Le temps limité dont je dispose me contraint malheureusement à me contenter de formuler des thèses sans avoir l’occasion de les développer, des les affiner au moyen d’une analyse contradictoire et, encore moins, de les argumenter au moyen de citations et de faits concrets. Je me permets de vous renvoyer, pour cela, à mes ouvrages récents.
I. LA GLOBALISATION COMME EXPRESSION DE LA CRISE DU CAPITALISME
Certains estiment – et nous avons plusieurs fois pu entendre cette thèse ici même, au FSE de Londres – que la globalisation serait l’expression d’une force renouvelée du capitalisme, l’expression d’un néolibéralisme triomphant lancé dans une conquête irréversible de l’économie mondiale et soutenu par des rapports de force qui lui seraient extrêmement favorables.
Rien n’est moins vrai. Au contraire, la globalisation est avant tout le signe et la conséquence de la crise internationale du capitalisme, de l’exacerbation de ses contradictions internes. Cette crise est multiple et il convient d’en analyser les différents aspects.
Tout d’abord, il s’agit d’une formidable crise de surcapacités de production, au sens le plus classique de l’analyse marxiste. De par sa durée – plus de 25 ans -, ses conséquences économiques et sociales et son extension mondiale, il s’agit de la plus longue, de la plus profonde et de la plus vaste crise de surproduction de l’histoire du capitalisme. Depuis la fin des années 70, les capacités de production sont très largement sous-utilisées. Pour les Etats-Unis, par exemple, on estime qu’elles ne sont exploitées qu’à raison de 70%. Cela signifie que l’économie capitaliste serait, aujourd’hui, capable d’augmenter sa production de biens et de services d’au moins 40%, mais qu’elle ne le fait pas faute de pouvoir vendre cette production supplémentaire.
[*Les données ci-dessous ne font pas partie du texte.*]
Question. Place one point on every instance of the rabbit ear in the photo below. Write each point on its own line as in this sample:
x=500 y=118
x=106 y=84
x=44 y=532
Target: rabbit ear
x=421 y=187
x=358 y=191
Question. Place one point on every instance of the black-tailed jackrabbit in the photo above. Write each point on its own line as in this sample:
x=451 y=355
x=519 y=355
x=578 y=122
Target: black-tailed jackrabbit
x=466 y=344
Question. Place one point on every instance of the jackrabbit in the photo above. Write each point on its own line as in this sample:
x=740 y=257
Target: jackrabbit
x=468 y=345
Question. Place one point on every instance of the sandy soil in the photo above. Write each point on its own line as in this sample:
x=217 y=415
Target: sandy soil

La forme la plus visible de cette crise de surcapacité de production est la chute générale des taux de profit, donc du rendement des capitaux. Pendant une quinzaine d’années, les investisseurs se sont réfugiés dans des placements financiers spéculatifs ; ils ont pu profiter un temps des taux d’intérêts élevés arrachés aux Etats endettés et aux entreprises qui espéraient « se refaire » en investissant grâce à l’emprunt. Mais cette bulle financière a éclaté, dévoilant le caractère fictif des gains engrangés.
La cause profonde de cette crise et, tout à la fois, son moteur, c’est l’innovation technologique. Celle-ci constitue, du point de vue de l’entreprise, le moyen par excellence pour améliorer la productivité – produire davantage à moindre coût – et pour conquérir de nouveau marchés dans des secteurs à faible taux d’utilisation de main d’oeuvre (informatique, communication, énergie, enseignement à distance…). Mais le démantèlement de l’emploi qui en résulte à l’échelle « globale » entrave le pouvoir d’achat et empêche de transformer les gains de productivité en profits durables.
Pour retrouver des taux de rentabilité capables de justifier sa survie aux yeux des investisseurs, l’entreprise n’a d’autre solution que de recourir à la quête constante de gains de productivité, donc à l’innovation technologique. Mais la somme de ces quêtes individuelles a, sur le plan macro-économique, l’effet exactement contraire de l’objectif escompté : les taux de profit chutent irrémédiablement. Cette contradiction fondamentale du capitalisme se trouve aujourd’hui exacerbée et auto-alimentée à un niveau sans précédent.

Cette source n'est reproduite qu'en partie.